El período intertestamentario, esto es, los aproximadamente 400 años que transcurrieron entre la muerte del último profeta del Antiguo Testamento y el ministerio de Juan el Bautista, son el ejemplo paradigmático del silencio de Dios. Ni el mundo ni su pueblo se vieron privados de su presencia y testimonio, pero no hubo comunicación nueva de parte de Dios para los seres humanos. Ahora bien, cuando Dios habló de nuevo valió la pena la espera. ¡Lo hizo nada menos que a través de su propio Hijo!

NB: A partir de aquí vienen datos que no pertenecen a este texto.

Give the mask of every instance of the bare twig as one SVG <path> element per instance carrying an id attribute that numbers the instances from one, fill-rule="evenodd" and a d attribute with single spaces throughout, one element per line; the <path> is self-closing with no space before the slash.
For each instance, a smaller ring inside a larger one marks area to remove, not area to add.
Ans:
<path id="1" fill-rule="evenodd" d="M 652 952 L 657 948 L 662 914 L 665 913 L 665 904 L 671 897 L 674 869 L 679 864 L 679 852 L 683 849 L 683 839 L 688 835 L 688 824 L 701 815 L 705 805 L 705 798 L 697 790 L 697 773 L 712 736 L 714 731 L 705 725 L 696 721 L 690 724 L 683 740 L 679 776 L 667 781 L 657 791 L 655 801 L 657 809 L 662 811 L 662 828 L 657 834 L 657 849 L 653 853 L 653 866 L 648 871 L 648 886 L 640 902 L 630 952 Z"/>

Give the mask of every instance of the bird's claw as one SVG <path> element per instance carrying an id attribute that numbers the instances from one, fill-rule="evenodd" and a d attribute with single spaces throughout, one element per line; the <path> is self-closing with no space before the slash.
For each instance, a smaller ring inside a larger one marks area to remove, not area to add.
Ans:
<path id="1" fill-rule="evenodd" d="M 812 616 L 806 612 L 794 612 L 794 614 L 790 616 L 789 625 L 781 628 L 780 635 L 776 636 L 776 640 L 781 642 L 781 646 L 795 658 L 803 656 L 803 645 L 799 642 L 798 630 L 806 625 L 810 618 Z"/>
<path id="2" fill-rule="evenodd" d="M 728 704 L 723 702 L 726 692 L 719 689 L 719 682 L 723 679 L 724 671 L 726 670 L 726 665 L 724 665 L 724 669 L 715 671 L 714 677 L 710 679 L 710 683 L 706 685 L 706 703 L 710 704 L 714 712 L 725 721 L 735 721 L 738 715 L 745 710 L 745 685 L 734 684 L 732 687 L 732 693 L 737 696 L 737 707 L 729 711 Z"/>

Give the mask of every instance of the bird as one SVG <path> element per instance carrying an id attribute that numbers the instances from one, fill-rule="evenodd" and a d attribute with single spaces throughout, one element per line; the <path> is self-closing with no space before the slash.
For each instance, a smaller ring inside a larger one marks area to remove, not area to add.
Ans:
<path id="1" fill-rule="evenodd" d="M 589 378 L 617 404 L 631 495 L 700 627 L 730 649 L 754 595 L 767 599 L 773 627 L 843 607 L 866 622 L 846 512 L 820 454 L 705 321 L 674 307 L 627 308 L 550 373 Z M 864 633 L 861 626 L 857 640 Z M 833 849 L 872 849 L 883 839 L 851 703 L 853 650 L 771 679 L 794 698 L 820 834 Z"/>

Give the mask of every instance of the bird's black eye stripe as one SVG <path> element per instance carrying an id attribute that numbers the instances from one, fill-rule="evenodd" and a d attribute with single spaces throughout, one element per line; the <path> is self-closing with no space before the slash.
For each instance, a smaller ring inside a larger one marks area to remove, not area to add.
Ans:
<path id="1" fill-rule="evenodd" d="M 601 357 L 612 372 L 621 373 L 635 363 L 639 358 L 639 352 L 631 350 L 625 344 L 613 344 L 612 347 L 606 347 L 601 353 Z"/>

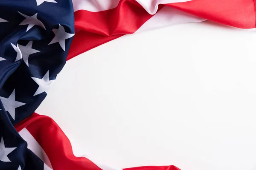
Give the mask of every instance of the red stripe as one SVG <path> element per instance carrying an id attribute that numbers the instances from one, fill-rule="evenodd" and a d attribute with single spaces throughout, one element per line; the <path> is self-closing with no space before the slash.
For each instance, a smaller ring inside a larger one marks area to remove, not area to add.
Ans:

(“Dios, habiendo hablado muchas veces y de muchas maneras en otro tiempo a los padres por los profetas, en estos postreros días nos ha hablado por el Hijo”. Hebreos 1,1-2a.)
Si el mismo Dios en ocasiones guarda silencio, ¿por qué hay personas que dicen hablar en su nombre y que nunca callan, que siempre tienen algo que decir?Alguien me dirá que no, que Dios siempre habla, que somos nosotros los que no le escuchamos. Es posible que a veces sea así, pero hay otras ocasiones en las que su silencio
es el mensaje. El silencio de Dios puede convertirse en un grito atronador.
Nuestra sociedad nos empuja, casi nos exige, a tener siempre alguna respuesta. Incluso el refranero popular dice que “quien calla, otorga”. Craso error. Quien calla es dueño de sus silencios y maneja los tiempos. Deberíamos aprender de los silencios de Dios y hacerlos nuestros, meditar en ellos. Jesús mismo nos enseñó con su ejemplo que a veces es mejor callar
(“Pero Jesús no le respondió ni una palabra; de tal manera que el gobernador se maravillaba mucho”. Mateo 27,14).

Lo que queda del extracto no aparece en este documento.